1941, октябрь – ноябрь – попала в окружение. Назвалась грузинкой Анджапаридзе.
1941, декабрь – пребывание в лагере военнопленных в Вязьме, черная работа в лазарете. Встреча с пленным генералом ?. ?. Лукиным. Тяжелая болезнь, лечение. Эпидемия сыпного тифа в лагере, смерть 35-40-летних заключенных. Вновь болезнь и выздоровление.

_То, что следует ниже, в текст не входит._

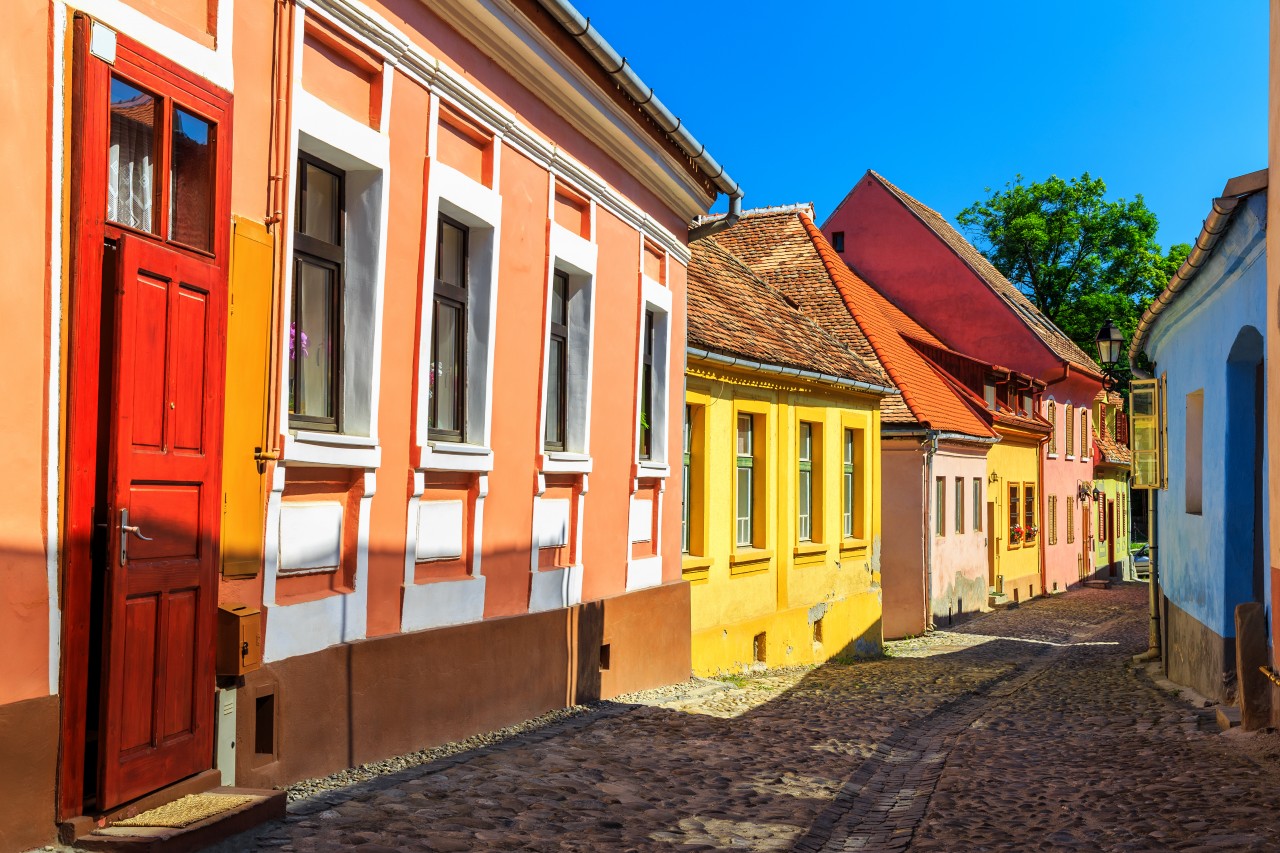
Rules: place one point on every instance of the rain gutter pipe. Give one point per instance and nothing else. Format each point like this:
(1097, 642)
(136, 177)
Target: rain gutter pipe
(812, 375)
(617, 68)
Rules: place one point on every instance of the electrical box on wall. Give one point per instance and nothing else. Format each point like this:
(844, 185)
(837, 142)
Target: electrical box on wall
(240, 639)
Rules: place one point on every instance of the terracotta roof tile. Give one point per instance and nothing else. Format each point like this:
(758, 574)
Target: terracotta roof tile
(1110, 451)
(789, 251)
(732, 311)
(1041, 325)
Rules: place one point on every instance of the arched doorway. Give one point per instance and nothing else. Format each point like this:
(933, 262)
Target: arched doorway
(1243, 560)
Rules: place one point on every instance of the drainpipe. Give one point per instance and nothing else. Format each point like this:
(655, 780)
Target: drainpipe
(616, 67)
(932, 439)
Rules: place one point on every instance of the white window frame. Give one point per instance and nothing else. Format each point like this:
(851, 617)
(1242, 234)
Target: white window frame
(575, 258)
(479, 208)
(364, 155)
(654, 297)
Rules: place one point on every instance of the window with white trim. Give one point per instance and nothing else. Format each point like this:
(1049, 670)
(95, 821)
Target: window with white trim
(745, 484)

1942, январь – март – работала в лазарете Вяземской горбольницы, окруженной двумя рядами колючей проволоки. Голод. Отсутствие лекарств. (Лазарет № 1 «Дулага-184».)
1942, март – май – отправка переболевших тифом в Смоленский лагерь. Перевод медработников в лазарет военнопленных. Работа в сыпнотифозном корпусе. Ночные дежурства, голод, «куриная слепота». Отправка «добровольцев» эшелоном из Смоленска в Германию…
«Нас гнали по грязным дорогам целый день и ночь. Неделю назад пригнали сюда[121]. Дрожало на ветру чадящее махровое пламя, оно слабо освящало развалины и шеренги вражеских солдат на подходе к ним. Солдаты, взмахивая прикладами, загоняли нас вниз под эти развалины. Выстрелы, брань, удары, хрипы и стоны сливались в страшный неумолкающий звук. Под ногами заплескалась вода. С каждым шагом она поднималась все выше. Вот уже начала заливаться в сапоги, дошла до бедер. Потом я уперлась в стену, и напор идущих сзади людей уменьшился. В темноте слышалось дыхание загнанных людей. „Спасите, тону“, – раздался одинокий голос и тут же перешел в бульканье. Кто-то схватил меня за ногу, и я упала, погрузившись по грудь в холодную воду. Я вскрикнула. Невидимая рука помогла мне встать. Наверху, там, откуда нас пригнали, раздался взрыв, и на какой-то миг я увидела сплошную массу людей, раскрытые в крике рты и полные ужаса глаза. Толпа шарахнулась в нашу сторону, меня так сдавили, что я потеряла сознание. Через какое-то время я вновь услышала выстрелы, гул голосов, бульканье воды под ногами. Толпа, сдавившая меня, не дала мне упасть в воду. Выстрелы вблизи постепенно утихли, и хриплый немецкий голос приказал: „Руэ! Одер вир шиссен!“ („Спокойно! Или будем стрелять!“).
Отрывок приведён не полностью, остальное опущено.